Мы переезжали Москву-реку по метромосту, и кривые, ярко освещенные набережные разворачивались под нами, поспешно вытягиваясь из темных, боковых арок соседнего Бородинского моста, словно синеватая сабельная сталь из ножен.

— Смотри! — сказал я Жанке.

— Чудесно — согласилась она.

— А ты хотела бы гам жить — спросил я, показывая па украшенные колоннадой лоджии огромных мансард, венчающих величественный дом сталинской готики.

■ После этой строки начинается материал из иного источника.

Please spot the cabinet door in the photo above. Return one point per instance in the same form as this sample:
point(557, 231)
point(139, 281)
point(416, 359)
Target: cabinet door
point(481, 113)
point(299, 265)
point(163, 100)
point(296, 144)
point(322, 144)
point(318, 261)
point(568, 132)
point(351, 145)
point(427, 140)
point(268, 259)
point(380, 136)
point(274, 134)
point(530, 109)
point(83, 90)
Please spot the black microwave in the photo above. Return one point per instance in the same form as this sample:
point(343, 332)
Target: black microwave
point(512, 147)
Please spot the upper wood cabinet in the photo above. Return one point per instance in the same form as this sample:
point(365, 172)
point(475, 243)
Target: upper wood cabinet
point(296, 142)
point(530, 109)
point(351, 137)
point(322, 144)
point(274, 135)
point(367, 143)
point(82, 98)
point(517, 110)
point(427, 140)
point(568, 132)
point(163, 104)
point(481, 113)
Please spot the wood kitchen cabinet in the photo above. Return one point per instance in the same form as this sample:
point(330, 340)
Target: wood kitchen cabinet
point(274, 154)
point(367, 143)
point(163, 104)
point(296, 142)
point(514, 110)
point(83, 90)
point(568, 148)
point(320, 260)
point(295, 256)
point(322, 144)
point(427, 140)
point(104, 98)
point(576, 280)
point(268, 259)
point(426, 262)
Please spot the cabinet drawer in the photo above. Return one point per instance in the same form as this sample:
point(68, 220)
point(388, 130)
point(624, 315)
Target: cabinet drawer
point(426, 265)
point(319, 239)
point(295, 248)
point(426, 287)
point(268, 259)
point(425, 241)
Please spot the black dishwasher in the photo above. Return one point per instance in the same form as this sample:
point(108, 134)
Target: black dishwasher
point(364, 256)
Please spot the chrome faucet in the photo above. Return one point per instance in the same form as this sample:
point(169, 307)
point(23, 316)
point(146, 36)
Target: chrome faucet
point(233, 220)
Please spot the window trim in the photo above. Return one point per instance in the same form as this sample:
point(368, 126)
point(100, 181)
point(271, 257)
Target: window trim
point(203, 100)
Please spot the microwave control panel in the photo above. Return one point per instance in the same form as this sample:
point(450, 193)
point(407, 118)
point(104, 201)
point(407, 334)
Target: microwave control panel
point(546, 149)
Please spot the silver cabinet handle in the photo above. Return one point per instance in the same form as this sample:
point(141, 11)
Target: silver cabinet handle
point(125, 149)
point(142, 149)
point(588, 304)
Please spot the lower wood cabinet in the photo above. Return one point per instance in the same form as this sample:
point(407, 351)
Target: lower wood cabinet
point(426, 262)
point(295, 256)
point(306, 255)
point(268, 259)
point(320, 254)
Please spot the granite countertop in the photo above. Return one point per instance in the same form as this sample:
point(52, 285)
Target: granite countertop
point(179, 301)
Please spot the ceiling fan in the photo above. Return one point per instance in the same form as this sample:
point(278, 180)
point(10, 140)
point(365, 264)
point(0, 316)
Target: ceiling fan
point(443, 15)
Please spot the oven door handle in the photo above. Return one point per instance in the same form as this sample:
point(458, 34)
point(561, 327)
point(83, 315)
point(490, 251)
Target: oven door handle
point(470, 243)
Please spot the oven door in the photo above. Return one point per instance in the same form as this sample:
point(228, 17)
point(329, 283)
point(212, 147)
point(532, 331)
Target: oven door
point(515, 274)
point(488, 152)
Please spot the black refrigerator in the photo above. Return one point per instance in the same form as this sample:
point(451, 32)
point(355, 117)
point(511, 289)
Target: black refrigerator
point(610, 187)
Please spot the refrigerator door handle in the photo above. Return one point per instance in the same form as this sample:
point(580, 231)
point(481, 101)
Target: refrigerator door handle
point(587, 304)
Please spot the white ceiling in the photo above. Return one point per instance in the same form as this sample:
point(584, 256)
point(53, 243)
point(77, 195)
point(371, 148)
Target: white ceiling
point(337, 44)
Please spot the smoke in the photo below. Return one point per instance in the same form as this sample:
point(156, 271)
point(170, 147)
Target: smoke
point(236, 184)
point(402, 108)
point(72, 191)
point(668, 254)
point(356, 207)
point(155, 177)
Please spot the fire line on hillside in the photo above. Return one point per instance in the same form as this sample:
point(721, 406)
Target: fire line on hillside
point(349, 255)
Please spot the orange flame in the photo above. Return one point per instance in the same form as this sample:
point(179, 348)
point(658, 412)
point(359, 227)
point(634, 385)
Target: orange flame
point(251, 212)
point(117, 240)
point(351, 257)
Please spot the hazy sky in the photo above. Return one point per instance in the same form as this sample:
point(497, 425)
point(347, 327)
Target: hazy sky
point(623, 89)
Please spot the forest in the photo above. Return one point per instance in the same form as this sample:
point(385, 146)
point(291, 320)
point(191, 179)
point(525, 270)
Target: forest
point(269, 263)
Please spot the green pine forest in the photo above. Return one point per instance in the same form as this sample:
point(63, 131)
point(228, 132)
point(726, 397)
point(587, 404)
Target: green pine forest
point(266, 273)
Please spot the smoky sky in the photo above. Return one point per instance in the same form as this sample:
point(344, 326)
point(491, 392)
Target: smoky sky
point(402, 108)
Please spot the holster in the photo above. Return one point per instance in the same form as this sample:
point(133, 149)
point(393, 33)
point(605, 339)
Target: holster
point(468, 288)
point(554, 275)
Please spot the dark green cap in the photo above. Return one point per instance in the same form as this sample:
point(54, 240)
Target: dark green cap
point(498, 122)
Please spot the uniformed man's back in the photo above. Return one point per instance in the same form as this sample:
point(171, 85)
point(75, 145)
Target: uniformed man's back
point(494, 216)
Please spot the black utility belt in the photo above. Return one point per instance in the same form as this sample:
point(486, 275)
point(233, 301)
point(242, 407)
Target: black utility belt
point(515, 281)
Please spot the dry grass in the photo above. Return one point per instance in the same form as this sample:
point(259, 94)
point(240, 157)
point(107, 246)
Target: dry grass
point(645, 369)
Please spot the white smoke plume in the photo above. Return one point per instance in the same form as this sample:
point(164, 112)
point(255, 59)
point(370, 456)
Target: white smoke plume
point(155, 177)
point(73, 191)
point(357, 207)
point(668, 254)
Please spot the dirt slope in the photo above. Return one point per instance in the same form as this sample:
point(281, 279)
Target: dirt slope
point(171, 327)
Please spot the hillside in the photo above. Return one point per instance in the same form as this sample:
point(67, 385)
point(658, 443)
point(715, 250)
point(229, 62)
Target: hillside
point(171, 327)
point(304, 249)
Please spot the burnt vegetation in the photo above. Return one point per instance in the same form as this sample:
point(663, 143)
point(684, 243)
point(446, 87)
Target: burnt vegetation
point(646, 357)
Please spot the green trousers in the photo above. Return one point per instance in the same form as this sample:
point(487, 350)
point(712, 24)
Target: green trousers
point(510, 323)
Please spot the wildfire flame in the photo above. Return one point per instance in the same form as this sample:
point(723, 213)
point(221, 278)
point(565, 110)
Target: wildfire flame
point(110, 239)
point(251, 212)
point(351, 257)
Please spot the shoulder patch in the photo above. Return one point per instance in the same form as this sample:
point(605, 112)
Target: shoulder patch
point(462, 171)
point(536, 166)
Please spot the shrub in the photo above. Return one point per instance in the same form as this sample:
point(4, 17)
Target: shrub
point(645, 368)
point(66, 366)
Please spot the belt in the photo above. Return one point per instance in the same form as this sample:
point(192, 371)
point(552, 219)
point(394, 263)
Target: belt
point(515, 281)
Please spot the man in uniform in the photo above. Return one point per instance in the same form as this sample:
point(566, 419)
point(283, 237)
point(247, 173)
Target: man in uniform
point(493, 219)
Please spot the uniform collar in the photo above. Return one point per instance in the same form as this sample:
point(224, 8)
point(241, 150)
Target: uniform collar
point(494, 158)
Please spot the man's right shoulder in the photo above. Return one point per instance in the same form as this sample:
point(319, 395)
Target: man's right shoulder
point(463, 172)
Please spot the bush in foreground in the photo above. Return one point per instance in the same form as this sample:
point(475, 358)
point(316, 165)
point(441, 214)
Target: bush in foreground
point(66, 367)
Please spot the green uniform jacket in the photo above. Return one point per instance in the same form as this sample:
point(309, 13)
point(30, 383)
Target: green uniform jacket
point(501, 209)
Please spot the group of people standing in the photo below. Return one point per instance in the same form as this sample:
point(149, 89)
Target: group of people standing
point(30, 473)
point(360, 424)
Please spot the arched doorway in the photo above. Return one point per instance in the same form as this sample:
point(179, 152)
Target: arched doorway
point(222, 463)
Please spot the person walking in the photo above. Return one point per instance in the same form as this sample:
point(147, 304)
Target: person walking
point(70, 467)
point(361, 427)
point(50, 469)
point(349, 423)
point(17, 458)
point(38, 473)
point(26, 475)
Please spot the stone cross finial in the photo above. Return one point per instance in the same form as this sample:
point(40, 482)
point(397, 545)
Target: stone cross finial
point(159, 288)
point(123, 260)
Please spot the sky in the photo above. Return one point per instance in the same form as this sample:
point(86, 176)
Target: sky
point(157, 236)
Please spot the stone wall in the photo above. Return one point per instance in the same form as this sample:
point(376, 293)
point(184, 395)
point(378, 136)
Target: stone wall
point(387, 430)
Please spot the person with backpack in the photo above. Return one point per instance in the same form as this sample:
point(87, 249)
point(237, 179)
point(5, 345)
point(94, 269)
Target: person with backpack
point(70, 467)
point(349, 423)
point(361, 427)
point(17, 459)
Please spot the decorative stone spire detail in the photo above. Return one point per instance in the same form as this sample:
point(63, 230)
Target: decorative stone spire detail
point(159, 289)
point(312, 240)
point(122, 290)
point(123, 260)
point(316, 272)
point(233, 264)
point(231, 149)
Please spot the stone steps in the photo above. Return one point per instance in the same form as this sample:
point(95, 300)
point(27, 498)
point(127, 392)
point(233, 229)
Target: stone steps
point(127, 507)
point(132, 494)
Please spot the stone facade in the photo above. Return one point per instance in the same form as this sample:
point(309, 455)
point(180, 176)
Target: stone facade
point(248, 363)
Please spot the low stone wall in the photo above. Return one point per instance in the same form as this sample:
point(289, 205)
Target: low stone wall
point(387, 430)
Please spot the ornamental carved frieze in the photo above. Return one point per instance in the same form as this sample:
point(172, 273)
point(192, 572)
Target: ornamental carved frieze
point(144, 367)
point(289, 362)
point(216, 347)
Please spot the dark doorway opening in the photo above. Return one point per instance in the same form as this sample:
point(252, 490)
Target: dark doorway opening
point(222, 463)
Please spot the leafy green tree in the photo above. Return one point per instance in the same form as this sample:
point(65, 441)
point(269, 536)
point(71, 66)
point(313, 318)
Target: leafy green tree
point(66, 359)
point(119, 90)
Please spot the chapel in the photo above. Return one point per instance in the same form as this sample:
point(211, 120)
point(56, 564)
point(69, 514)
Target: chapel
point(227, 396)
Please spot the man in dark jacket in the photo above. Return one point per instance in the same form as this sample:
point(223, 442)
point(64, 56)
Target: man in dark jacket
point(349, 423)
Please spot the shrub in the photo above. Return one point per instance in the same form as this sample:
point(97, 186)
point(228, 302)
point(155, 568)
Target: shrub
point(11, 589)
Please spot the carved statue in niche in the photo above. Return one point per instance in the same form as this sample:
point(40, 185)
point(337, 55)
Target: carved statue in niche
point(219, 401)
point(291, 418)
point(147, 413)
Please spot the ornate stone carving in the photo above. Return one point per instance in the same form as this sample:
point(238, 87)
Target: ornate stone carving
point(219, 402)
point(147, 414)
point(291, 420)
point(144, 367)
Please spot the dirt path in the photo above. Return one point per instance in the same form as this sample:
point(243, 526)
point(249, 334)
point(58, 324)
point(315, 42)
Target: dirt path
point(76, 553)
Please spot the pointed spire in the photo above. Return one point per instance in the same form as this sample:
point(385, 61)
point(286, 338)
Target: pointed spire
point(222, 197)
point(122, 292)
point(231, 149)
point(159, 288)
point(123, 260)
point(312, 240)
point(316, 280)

— Конечно! — воскликнула Жанка.

— А не будешь, — тут же охладил я ее, — если все-таки выбрала меня. Мы влетели в черный туннель. Жанка неожиданно сильно расстроилась.

Она не понимала таких шуток.

— Ну-ну, сестренка, — усмехнулся я. — Нам-то, кажется, грех жаловаться на жизнь, а?..

Она не ответила.

— Ладно, — сжалился я, — всё у тебя еще будет, всё!..


— Так что же Сэшеа? — спросил я.

— Очень разозлился… Сказал, что не верит ни одному моему слову. Требовал, чтобы я сказала, как зовут этого другого. А когда я отказалась, заявил, что я весьма опытная кокетка, что он это понял, когда я прижималась к нему во время танцев в «Лире» (я и не думала к нему прижиматься!), и, наконец, что если мы сейчас поцелуемся, нам обоим будет очень хорошо, это он обещает… По его словам, я только о том и мечтала… Я уже хотела назвать твое имя, чтобы он отвязался со своими поцелуями, как появился Валерий. Он подошел к нам, стукнул Сашу, и тот уже ко мне не приставал… Вот и всё Ужасно смешно получилось.

— Действительно, — сказал я.

Сломанная челюсть Сэшеа уже не вызывала у меня никакого сочувствия. Теперь меня интересовало другое.

— И куда же ты потом с Валерием пошла? В каком направлении?

— Ни в каком… Он просто отвел меня домой… Валерий сказал, что отвечает за меня перед тобой, потому что вы с ним друзья, и что не допустит, чтобы около меня вертелись всякие там…

— Интересно.

— А я сказала, что мы с тобой и без него прекрасно разберемся в наших отношениях.

— Прямо так и сказала?

— Конечно… А зачем нам третьи?

— А он?

— Сказал, что это правильно, но что в любом случае я могу на него рассчитывать… Советовал, чтобы мы с тобой были поосторожнее. Если маман что-то проведает, поднимется большой шум.

— А что она может, проведать? — заинтересовался я.

— Мало ли, — уклончиво ответила Жанка. — Она только того и ждет!.. Если хоть что-то проведает, — повторила она, — тебе и правда несдобровать! Ты им очень мешаешь. Маман вообще ищет способ тебя заранее «нейтрализовать»… Но ты не должен ничего бояться, — успокоила она меня, — ведь у тебя есть я. Маман зря старается.